MoneySupermarket - Epic Elephunk
Having dispensed with Snoop Dogg, Patrick Stewart and Omid Djalili, we've now got a talking be-afro'd baby, a giant CGI elephant and some recognisable funk – MoneySupermarket's new ads are a bit throw-everything-at-the-wall and that's never that memorable, despite claims of epicness. Apparently Graeme is here to stay though and we're being asked to name him elephant. I vote Dumbo.
What they say
“We play an important role in saving households as much money as possible and our ad campaigns strive to show how epic it is to save with us. In Graeme’s case, this feeling propels him to take the wheel aboard an enormous African elephant as he dances through the streets of New York in the glare of dumbfounded drivers. It continues the fun and uplifting element of our previous campaigns and should encourage the nation to keep saving on their bills with us and feel great about it.”

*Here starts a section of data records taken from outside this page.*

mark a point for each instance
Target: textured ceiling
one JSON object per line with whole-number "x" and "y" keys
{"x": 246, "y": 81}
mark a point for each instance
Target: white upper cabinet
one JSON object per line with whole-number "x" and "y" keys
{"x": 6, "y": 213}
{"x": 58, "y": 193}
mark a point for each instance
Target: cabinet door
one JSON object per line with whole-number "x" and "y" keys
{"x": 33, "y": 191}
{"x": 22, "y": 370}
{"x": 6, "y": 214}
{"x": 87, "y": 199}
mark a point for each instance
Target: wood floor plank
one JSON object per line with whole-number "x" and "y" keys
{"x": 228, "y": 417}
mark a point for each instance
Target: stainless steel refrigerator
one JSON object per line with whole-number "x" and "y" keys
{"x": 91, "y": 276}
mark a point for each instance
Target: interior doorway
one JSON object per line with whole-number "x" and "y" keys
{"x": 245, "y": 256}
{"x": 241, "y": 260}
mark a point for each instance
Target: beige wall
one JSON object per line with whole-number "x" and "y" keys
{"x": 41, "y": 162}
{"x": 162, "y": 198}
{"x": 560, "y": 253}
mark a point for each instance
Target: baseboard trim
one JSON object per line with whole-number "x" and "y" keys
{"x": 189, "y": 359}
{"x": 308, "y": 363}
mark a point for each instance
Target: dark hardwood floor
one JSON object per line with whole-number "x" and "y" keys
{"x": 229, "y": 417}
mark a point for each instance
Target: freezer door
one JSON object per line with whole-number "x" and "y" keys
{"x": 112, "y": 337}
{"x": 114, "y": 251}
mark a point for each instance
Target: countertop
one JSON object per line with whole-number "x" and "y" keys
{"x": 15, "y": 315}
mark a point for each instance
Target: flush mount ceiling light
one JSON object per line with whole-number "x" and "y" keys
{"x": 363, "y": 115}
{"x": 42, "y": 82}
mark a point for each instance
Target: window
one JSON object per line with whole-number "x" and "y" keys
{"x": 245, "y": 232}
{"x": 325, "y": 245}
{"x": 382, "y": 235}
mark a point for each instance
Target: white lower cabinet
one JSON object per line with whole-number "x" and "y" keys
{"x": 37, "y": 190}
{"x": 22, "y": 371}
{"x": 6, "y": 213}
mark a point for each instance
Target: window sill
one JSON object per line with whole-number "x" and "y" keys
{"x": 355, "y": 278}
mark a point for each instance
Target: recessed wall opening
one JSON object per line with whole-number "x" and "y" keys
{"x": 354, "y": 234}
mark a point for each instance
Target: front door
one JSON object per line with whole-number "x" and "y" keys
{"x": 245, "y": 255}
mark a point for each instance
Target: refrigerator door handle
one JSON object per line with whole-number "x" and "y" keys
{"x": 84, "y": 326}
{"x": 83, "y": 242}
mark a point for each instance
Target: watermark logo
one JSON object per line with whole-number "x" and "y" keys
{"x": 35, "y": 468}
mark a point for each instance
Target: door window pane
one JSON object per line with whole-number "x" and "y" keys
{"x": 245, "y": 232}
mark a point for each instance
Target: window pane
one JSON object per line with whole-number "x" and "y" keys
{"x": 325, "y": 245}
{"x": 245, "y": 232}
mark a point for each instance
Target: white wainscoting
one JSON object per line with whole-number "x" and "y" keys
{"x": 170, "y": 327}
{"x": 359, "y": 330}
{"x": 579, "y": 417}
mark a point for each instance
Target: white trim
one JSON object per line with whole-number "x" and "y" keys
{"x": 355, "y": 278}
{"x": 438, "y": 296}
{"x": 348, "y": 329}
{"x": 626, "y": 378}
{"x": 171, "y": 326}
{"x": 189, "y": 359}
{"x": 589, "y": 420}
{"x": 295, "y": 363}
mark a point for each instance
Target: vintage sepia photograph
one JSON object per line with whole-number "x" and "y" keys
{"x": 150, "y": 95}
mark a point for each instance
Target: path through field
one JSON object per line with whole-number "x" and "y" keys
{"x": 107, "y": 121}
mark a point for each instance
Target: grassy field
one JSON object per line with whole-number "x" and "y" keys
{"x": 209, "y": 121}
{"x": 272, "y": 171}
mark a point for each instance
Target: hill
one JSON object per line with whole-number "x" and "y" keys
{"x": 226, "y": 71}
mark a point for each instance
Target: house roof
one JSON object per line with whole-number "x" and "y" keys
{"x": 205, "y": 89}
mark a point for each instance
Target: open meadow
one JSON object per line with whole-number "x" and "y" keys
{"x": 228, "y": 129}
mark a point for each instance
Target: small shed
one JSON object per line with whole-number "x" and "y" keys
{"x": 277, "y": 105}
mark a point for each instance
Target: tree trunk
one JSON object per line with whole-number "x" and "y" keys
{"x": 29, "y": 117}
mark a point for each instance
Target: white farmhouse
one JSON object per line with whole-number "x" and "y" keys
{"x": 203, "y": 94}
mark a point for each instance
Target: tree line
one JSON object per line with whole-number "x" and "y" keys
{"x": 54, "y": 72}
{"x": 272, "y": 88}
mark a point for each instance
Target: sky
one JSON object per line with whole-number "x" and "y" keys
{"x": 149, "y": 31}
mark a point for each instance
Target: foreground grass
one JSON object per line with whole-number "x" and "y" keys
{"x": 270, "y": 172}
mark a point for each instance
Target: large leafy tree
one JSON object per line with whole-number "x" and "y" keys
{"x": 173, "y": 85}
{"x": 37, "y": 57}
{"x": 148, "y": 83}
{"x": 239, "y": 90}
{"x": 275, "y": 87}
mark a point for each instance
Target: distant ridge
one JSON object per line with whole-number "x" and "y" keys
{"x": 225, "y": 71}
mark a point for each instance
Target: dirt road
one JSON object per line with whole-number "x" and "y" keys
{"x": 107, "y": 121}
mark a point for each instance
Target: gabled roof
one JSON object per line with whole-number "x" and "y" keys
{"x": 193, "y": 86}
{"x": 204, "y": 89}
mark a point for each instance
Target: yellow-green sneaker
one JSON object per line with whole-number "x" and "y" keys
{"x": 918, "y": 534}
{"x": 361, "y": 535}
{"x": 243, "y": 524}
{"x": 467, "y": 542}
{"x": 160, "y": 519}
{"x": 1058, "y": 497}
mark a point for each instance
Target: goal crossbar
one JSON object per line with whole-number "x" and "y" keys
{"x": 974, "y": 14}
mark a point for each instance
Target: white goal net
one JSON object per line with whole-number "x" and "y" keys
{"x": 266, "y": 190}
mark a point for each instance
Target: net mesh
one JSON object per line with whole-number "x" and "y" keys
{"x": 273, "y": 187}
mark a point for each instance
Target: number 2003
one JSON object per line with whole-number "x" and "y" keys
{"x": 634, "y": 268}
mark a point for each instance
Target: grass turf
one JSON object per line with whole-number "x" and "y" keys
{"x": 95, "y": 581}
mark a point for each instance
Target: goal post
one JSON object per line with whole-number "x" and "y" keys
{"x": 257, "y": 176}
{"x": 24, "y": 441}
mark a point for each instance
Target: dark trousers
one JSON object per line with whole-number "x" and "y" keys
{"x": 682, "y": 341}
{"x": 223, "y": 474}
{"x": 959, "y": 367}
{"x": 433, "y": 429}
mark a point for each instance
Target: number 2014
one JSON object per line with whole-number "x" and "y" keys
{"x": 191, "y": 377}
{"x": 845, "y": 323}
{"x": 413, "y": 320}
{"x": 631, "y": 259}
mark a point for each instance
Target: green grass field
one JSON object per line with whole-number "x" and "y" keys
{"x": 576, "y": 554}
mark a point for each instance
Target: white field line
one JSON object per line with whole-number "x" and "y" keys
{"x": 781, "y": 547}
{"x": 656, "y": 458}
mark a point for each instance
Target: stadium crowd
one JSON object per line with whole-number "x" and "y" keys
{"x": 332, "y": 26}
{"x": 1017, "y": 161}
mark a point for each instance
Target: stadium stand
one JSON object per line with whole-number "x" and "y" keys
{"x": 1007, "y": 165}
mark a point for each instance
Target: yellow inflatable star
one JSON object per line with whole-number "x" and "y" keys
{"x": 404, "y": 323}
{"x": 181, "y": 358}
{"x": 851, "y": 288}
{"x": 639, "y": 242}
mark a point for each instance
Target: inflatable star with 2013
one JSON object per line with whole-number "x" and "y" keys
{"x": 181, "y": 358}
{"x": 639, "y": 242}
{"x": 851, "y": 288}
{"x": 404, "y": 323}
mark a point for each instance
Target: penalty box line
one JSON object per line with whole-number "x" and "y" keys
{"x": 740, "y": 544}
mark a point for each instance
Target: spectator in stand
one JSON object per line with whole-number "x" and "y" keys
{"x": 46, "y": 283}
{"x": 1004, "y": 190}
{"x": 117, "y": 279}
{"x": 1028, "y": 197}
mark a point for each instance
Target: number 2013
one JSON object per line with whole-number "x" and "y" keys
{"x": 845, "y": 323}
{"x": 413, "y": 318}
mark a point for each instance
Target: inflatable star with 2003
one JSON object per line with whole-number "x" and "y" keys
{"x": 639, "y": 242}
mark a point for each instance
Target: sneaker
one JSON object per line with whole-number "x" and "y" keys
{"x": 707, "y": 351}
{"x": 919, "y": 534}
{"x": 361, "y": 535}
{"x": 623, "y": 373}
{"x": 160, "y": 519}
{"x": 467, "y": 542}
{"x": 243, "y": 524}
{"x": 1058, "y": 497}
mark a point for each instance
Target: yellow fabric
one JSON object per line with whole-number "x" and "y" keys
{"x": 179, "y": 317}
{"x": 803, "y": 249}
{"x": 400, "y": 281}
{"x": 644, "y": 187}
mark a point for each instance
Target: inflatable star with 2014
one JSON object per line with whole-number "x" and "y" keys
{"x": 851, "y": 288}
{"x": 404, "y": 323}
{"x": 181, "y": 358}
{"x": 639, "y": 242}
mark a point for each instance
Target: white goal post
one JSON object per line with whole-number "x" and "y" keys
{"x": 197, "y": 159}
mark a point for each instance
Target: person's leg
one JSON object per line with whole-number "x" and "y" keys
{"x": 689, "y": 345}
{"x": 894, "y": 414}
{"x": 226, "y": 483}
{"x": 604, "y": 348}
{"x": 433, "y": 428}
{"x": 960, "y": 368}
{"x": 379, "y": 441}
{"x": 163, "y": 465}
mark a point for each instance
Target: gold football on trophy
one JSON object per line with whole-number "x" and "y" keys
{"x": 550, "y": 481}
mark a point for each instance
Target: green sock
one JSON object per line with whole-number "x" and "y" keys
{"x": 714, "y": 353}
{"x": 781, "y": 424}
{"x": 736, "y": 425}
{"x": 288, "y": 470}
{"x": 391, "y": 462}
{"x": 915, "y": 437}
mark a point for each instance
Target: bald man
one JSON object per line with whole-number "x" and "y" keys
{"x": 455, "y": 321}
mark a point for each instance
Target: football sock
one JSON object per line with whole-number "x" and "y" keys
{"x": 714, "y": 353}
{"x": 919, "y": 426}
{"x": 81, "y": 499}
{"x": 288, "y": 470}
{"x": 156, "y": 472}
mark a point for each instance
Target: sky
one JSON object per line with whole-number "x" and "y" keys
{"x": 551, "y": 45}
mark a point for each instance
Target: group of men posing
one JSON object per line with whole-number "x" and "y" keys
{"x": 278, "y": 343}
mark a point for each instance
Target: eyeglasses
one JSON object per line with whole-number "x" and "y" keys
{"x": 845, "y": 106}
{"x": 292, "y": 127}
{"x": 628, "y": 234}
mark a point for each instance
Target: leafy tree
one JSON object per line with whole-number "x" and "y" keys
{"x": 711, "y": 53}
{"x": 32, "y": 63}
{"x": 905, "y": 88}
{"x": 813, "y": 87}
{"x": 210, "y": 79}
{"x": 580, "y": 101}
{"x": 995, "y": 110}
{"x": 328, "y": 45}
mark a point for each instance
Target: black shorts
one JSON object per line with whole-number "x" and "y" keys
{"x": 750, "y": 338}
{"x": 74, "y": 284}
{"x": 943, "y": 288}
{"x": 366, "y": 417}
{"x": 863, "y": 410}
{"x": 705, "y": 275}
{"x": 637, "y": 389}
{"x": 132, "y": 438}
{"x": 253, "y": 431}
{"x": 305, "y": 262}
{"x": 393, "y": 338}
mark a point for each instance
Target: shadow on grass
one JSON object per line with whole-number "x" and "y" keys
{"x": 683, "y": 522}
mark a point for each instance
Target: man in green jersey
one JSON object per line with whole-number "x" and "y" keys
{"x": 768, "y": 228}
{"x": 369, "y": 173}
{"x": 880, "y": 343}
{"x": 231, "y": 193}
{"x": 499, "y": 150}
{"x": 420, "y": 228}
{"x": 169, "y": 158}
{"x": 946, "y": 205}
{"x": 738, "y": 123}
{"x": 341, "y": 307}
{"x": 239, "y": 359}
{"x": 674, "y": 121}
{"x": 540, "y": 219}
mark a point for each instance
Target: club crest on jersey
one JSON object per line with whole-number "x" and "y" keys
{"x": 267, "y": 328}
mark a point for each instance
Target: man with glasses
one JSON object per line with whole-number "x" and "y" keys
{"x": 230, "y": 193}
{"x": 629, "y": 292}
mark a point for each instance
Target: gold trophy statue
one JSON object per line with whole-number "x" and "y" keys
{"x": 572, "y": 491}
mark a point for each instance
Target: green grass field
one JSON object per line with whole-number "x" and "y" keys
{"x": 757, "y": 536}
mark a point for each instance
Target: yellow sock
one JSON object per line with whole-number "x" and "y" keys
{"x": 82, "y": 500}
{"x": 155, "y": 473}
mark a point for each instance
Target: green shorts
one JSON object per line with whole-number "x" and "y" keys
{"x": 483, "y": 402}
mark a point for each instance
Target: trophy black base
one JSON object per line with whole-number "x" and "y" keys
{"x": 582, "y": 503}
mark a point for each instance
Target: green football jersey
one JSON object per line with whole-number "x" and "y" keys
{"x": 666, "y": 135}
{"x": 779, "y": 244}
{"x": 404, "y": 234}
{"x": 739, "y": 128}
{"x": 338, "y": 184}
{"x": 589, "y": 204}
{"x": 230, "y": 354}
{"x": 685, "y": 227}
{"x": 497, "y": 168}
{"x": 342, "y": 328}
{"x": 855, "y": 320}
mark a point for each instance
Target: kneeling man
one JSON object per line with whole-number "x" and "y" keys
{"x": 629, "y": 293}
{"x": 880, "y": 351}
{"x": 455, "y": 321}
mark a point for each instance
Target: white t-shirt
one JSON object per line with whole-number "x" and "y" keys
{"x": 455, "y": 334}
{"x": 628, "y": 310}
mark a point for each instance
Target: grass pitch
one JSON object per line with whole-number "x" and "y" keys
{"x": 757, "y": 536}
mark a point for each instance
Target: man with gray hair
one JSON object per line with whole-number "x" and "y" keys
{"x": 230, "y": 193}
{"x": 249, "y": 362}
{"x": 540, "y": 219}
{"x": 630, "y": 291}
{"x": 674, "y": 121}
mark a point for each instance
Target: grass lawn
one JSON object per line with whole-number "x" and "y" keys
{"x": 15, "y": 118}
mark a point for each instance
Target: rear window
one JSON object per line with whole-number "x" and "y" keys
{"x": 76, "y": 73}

“Our ambition was simple: to make the most epic MoneySuperMarket film yet. To achieve that we turned to some key ingredients. We took the badass swagger of Samuel L Jackson in Pulp Fiction, the strut of John Travolta in Saturday Night Fever, a sprinkle of Michael Jackson in Billie Jean, served with the Single Ladies attitude of Beyoncé - and channelled them all into a 15ft African Bull Elephant and a slightly fat bloke from Coventry. We still can't believe that we get paid to do this for a living.”
Confused.com - Brian Gets Captured
While Brian isn't interrupting dogging anymore this ad seems to be fairly openly ripping off Short Circuit 2, which isn't a bad thing. We've also got a squadron of robot mates (The Herberts), who can be hived off into their requisite house/car/pet/energy silos. Repeated surveys show there's a powerful recall for these series of ads, which isn't especially surprising given that most of the adverts consist of the mascot interrupting blowjobs or simply repeating the URL over and over.
What they say
"This is an exciting new chapter in the Brian the Robot story. We are delighted to introduce the Herberts, Brian’s team of sidekicks, to the British public. We are looking forward to an eventful year ahead as the Herberts and Brian’s story unfolds."